We’ve spent the last few days extracting and bottling our honey harvest — all 300 pounds of it! Here’s how we get it out of the comb and into the jar…
First: getting ready. The labels are stamped, the extractor set up, the supers of honey stacked and ready to go. Ahh, everything looks so nice and neat and non-sticky… but that won’t last for long!
We begin by “uncapping” the combs, so the honey can run out. To do this, you use a heated knife to slice through the wax covers that seal the cells. The knife needs to be just hot enough to cut easily through the wax, but not to burn the honey.

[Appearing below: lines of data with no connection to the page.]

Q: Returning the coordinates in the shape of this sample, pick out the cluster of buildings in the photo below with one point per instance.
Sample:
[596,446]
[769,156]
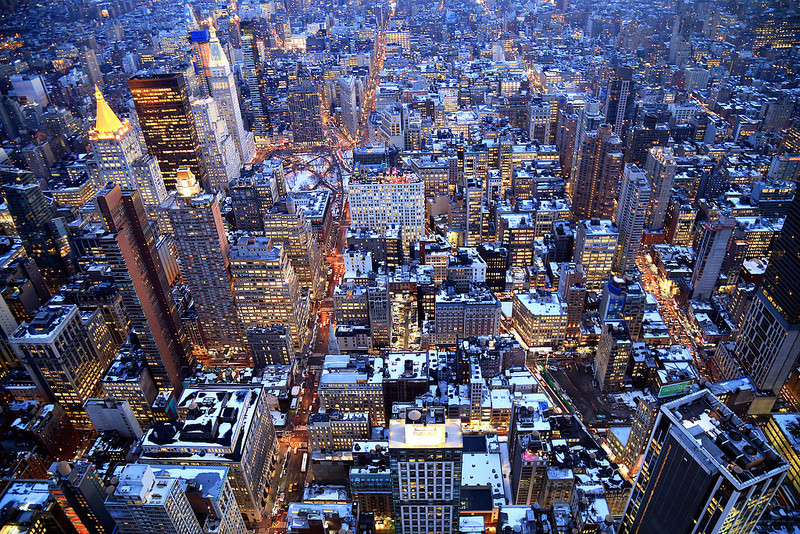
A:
[484,266]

An uncapped comb of luminous blackberry honey, ready to extract:
Next, the frames of comb and honey go into the extractor, which works kind of like a washing machine on the “spin” cycle. This extractor can hold four frames of honey at once, and is powered by elbow grease!
As the basket spins, the honey is pulled out of the comb by centrifugal force; then it collects in the bottom of the tank, where it runs out into a bowl or bucket. With this extractor, you spin the honey out of one side of the comb, turn the frames, and then repeat for the other side. Multiply that by 10 frames per super, 14 supers total… whew!
When the honey comes out of the extractor, it’s full of bits of wax from the uncapped combs. We pour it through a stainless-steel mesh small enough to catch the wax flecks, but nowhere near so fine as to filter out the tiny grains of pollen in the honey — the good stuff!
It takes a good day’s work to get through all those frames… and the honey-extracting process does seem to attract an audience! Family and friends drift in until the little honey house is cozily crowded.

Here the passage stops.